In the second post of this series we examined the grp and trackDb tables within an organism database in the UCSC genome browser schema, and how they are used to build a UCSC genome browser display by specifying: (i) what sort of data a track contains, (ii) how it should be displayed, and (iii) how tracks should be organized within the display. In this last post of three, we will look at how to load and subsequently display custom data into a UCSC genome browser instance. As an example, we’ll be using a set of data from the modENCODE project formatted for loading into the UCSC browser. For this you’ll need a working browser install and the dm3 organism database (see the first post in this series for details).

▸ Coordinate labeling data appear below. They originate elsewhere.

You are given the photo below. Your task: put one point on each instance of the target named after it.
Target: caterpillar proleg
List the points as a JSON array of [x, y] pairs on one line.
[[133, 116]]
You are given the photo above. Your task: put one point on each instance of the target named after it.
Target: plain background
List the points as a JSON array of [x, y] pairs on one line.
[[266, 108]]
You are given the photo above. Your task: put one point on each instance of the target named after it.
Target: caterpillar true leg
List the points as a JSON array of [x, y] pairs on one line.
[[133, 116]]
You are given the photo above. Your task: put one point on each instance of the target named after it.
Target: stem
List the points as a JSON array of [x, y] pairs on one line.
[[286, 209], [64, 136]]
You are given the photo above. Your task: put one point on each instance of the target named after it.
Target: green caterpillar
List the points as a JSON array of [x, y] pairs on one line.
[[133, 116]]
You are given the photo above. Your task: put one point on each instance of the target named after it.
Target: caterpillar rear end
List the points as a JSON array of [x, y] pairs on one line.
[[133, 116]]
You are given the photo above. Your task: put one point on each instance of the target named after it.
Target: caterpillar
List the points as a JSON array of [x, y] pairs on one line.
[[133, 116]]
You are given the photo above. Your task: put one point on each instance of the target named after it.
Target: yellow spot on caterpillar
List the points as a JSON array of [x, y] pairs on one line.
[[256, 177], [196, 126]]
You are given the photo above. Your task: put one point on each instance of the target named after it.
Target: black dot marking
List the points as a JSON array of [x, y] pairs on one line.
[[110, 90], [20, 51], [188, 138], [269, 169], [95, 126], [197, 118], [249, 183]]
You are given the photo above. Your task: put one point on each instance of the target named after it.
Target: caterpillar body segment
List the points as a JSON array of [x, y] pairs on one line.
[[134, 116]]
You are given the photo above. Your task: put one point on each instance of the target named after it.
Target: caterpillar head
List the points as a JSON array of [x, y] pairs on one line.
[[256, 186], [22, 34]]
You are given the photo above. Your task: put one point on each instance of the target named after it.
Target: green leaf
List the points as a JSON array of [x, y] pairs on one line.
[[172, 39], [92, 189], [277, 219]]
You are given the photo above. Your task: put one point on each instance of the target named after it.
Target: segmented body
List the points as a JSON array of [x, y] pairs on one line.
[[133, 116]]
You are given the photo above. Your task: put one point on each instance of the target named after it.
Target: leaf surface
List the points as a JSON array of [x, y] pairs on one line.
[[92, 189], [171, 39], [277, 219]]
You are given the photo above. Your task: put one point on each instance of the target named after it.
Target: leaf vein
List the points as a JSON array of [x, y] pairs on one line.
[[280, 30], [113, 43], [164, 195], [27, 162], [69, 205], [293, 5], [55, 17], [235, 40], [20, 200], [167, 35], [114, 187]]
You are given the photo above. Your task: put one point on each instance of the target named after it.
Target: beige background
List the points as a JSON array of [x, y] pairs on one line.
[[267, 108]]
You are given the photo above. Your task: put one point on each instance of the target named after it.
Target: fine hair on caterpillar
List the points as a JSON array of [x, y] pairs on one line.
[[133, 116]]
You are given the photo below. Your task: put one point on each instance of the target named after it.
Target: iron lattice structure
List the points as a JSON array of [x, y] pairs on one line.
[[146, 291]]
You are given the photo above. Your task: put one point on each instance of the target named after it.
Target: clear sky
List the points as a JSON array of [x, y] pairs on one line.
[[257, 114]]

An important feature of the genome browser schema that permits easy customization is that you can have multiple grp and trackDb tables within an organism database.  This allows separation of tracks for different purposes, such as trackDb_privateData, trackDb_chipSeq, trackDb_UserName etc. The same goes for grp tables. Thus, you can pull in data from the main UCSC site, leave it untouched, and simply add new data by creating new trackDb and grp tables.

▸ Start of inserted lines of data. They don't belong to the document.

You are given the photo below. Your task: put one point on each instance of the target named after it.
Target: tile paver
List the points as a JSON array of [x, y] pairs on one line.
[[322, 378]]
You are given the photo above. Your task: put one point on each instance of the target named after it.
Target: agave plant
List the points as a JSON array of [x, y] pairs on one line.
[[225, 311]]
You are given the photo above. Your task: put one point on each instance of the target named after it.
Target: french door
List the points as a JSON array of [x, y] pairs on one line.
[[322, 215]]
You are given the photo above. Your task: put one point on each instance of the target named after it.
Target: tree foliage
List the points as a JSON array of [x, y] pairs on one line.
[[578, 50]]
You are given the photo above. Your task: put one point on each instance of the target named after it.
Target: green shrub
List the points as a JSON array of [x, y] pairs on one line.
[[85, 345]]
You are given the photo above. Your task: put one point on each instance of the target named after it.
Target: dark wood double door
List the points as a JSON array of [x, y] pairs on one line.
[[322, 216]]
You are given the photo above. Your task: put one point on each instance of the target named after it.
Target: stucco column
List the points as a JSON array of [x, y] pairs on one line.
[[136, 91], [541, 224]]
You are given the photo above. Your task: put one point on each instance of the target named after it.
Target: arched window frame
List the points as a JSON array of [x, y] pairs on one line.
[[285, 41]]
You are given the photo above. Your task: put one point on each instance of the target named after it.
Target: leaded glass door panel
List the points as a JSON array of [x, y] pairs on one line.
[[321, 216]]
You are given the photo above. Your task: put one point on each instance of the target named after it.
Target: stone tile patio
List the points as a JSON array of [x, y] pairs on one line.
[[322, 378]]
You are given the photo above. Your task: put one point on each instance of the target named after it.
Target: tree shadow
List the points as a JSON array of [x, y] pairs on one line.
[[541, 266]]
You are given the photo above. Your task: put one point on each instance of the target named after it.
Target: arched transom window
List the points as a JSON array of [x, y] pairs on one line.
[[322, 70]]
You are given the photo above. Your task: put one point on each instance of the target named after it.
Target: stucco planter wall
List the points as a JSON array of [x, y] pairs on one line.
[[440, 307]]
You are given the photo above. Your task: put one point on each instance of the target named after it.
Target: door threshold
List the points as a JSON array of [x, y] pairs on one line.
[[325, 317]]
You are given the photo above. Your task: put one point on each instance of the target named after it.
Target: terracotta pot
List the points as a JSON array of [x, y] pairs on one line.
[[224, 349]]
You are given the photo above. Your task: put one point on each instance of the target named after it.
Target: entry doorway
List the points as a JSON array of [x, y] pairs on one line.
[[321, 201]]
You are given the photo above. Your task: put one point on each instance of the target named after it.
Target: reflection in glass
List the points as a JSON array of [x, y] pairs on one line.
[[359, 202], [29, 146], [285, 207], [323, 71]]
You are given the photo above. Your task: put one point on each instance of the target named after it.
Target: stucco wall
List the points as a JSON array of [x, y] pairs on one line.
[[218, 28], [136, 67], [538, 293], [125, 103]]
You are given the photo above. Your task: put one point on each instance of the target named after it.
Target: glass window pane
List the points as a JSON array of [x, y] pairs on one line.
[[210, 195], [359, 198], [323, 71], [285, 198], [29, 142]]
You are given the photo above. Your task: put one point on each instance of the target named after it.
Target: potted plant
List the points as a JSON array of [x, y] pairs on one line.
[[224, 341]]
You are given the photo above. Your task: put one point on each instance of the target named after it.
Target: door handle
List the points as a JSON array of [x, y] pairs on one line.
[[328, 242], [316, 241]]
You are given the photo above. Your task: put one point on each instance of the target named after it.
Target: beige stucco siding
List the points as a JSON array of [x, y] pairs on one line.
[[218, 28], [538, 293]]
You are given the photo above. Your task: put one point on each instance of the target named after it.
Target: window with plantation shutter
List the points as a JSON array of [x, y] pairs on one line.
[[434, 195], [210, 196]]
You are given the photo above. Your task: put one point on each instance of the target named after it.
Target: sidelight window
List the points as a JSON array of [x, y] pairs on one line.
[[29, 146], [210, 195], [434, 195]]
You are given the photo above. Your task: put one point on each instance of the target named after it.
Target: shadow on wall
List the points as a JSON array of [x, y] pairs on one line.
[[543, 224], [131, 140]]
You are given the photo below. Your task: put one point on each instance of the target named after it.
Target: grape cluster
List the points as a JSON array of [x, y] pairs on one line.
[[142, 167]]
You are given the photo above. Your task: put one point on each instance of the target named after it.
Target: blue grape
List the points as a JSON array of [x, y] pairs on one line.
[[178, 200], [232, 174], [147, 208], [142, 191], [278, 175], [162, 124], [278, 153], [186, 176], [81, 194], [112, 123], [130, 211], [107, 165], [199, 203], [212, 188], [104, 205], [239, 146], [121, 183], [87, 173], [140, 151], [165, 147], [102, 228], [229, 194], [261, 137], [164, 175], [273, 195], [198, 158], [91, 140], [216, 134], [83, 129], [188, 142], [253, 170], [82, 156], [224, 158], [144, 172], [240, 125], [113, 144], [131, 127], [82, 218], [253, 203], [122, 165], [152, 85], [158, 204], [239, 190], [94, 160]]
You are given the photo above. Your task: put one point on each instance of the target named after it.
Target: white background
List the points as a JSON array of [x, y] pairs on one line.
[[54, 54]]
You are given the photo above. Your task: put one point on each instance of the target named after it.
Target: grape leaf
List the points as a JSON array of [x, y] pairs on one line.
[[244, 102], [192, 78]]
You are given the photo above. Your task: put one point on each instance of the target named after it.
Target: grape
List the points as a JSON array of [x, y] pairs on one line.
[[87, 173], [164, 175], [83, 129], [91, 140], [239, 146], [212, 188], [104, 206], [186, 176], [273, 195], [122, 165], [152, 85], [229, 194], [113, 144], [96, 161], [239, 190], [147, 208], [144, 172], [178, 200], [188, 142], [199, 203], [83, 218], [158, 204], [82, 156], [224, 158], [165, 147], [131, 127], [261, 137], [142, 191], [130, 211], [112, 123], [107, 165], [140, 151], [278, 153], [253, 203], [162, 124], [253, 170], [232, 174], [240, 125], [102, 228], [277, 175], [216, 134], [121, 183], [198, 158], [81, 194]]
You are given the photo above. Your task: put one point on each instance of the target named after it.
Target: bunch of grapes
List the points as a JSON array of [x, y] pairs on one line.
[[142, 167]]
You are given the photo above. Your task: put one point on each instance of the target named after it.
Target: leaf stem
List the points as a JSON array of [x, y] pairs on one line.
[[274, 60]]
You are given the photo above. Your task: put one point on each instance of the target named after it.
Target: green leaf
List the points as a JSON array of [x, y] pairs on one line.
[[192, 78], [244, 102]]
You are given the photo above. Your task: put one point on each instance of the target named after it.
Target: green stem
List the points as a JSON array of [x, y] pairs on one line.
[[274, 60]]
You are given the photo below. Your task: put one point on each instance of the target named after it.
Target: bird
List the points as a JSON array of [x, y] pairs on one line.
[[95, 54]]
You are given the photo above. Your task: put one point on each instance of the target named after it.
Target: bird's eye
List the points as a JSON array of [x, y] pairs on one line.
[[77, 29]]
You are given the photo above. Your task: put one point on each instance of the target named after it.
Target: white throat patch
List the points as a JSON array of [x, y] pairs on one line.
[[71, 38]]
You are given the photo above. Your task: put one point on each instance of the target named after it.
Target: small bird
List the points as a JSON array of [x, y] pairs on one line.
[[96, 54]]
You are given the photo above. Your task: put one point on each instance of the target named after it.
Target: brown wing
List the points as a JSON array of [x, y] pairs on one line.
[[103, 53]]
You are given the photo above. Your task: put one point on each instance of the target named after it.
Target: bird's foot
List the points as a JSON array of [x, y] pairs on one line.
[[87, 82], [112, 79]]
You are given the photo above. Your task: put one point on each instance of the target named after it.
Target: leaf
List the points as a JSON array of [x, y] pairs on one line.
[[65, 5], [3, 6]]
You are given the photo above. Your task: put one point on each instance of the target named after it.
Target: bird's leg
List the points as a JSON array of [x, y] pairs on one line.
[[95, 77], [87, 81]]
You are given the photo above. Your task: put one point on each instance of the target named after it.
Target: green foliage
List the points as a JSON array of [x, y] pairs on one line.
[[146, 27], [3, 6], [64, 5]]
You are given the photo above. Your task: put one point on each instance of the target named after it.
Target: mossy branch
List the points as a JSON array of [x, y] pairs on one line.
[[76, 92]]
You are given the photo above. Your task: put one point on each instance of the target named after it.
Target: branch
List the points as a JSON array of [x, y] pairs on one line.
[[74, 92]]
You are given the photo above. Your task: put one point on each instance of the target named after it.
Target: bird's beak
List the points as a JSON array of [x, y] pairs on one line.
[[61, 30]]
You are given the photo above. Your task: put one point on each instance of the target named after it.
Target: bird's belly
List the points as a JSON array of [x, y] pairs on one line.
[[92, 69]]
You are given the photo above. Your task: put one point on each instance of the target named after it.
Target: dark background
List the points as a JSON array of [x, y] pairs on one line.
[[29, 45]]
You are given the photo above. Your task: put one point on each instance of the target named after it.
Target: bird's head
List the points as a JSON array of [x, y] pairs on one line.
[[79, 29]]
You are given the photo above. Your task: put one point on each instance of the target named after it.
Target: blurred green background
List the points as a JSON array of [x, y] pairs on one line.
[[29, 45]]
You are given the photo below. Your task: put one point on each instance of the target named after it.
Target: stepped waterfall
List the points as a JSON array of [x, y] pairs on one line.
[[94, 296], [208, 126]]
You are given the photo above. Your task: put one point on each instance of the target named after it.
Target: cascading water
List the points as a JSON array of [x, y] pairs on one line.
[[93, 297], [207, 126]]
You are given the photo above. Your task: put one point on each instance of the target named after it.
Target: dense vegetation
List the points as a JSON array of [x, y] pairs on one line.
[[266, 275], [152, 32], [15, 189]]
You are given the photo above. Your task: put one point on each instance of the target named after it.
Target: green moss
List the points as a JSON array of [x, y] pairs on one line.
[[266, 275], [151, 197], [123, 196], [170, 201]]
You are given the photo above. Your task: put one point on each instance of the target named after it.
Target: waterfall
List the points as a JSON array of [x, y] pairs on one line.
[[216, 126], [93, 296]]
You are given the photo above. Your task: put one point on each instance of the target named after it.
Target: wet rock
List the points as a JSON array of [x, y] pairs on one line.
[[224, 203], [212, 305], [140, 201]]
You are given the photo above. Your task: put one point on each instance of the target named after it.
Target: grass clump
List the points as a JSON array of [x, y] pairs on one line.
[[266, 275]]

This post outlines the five steps for adding custom data into a local UCSC genome browser:

1) Getting the data into the correct format
2) Building the required loader code
3) Loading the data
4) Configuring the track’s display options
5) Creating the new trackDb and grp tables and configuring the browser to use it.

1) The UCSC browser supports a number of different data formats, which are described at the UCSC format FAQ. Defining where your data comes from, and what sort of data it is (e.g. an alignment, microarray expression data etc.) will go a long way towards determining what sort of file you need to load. In many cases your data will already be in one of the supported formats so the decision will have been made for you. If your data isn’t in one of the supported formats, you’ll need to decide which one is the most appropriate and then reformat the data using a suitable tool, e.g. a perl or bash script. The example data we will be loading is taken from this paper. The supplementary data contains an Excel spreadsheet that we need to reformat into a number of BED files and then load into the UCSC database.

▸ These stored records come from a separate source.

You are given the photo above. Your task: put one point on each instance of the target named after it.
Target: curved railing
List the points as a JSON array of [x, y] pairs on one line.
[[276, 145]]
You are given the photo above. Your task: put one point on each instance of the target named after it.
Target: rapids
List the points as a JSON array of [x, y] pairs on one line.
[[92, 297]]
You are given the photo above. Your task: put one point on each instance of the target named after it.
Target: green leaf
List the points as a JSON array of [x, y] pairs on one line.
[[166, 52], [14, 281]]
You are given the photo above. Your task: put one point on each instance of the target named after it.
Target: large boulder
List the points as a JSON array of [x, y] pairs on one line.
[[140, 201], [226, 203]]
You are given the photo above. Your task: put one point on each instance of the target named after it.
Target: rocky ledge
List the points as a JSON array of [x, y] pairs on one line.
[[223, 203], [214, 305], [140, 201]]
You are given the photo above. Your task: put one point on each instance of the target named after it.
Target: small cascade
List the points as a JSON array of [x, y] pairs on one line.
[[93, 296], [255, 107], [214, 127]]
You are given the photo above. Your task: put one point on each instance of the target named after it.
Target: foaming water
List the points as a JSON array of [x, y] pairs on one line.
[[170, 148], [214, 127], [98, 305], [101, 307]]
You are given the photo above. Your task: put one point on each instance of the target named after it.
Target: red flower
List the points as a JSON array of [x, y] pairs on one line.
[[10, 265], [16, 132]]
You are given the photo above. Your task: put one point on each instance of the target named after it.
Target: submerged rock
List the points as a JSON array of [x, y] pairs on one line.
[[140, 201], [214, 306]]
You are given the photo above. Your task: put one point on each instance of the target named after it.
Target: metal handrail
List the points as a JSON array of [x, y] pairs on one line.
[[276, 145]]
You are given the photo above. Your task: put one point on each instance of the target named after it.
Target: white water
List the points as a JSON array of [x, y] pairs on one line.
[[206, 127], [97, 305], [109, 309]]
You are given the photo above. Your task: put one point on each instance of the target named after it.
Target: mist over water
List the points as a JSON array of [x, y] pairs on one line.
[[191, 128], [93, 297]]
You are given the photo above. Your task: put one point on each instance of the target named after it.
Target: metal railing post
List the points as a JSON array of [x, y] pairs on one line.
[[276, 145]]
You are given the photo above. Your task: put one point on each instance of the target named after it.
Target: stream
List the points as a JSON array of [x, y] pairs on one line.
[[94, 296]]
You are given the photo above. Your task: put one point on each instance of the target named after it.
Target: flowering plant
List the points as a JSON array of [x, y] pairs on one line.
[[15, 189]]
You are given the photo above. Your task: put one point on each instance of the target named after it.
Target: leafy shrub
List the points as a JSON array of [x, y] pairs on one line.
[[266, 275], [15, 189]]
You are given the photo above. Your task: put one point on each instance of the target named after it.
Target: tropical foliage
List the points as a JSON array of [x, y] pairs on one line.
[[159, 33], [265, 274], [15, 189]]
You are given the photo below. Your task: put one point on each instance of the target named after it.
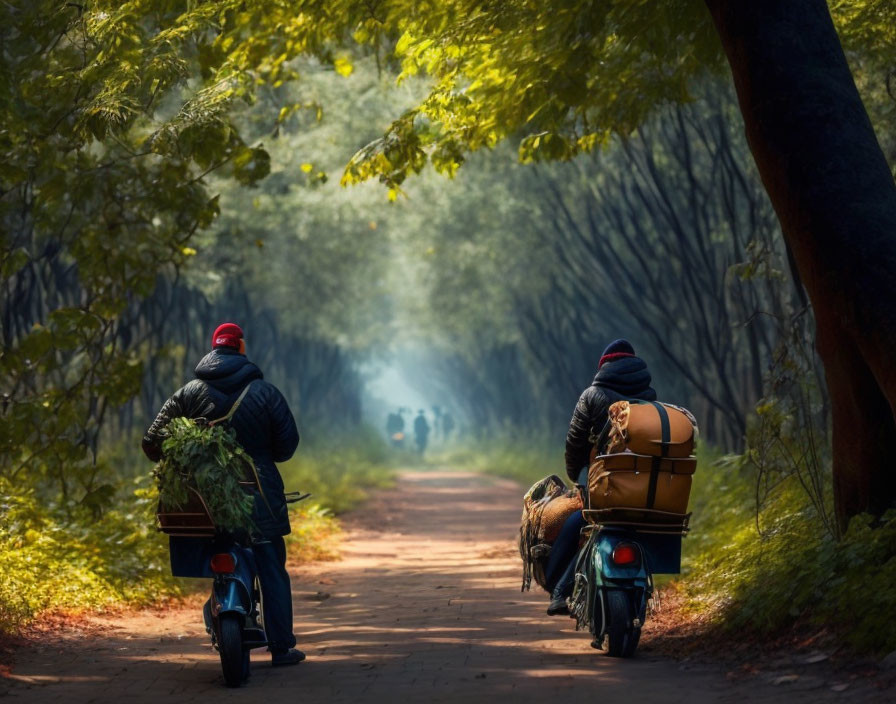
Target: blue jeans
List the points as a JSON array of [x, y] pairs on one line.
[[563, 552], [276, 593], [561, 562]]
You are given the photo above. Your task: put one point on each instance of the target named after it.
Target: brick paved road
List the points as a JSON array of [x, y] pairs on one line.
[[424, 607]]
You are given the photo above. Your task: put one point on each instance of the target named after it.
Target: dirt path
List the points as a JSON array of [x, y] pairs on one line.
[[425, 606]]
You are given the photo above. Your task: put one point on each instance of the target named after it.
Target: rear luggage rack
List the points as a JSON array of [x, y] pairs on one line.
[[193, 520], [640, 519]]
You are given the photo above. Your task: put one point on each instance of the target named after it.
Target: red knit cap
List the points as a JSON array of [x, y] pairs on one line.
[[227, 335]]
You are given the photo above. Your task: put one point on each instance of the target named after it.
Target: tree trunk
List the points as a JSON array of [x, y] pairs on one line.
[[836, 200]]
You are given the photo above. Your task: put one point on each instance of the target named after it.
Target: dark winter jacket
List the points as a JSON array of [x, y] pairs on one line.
[[263, 423], [625, 378]]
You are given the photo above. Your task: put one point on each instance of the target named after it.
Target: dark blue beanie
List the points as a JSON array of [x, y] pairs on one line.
[[616, 350]]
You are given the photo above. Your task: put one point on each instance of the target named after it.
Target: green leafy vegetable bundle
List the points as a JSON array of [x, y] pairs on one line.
[[210, 460]]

2) Each of the data formats that can be loaded into the browser system has its own loader program. These are found in the same source tree that we used to build the browser CGIs. You will find the source code for the loaders in the Kent source tree, the BED loader is in the directory kent/src/hg/makeDb/hgLoadBed. Assuming you have followed the instructions in the first part of this blog post then to compile the BED loader you simply cd to its directory and type make.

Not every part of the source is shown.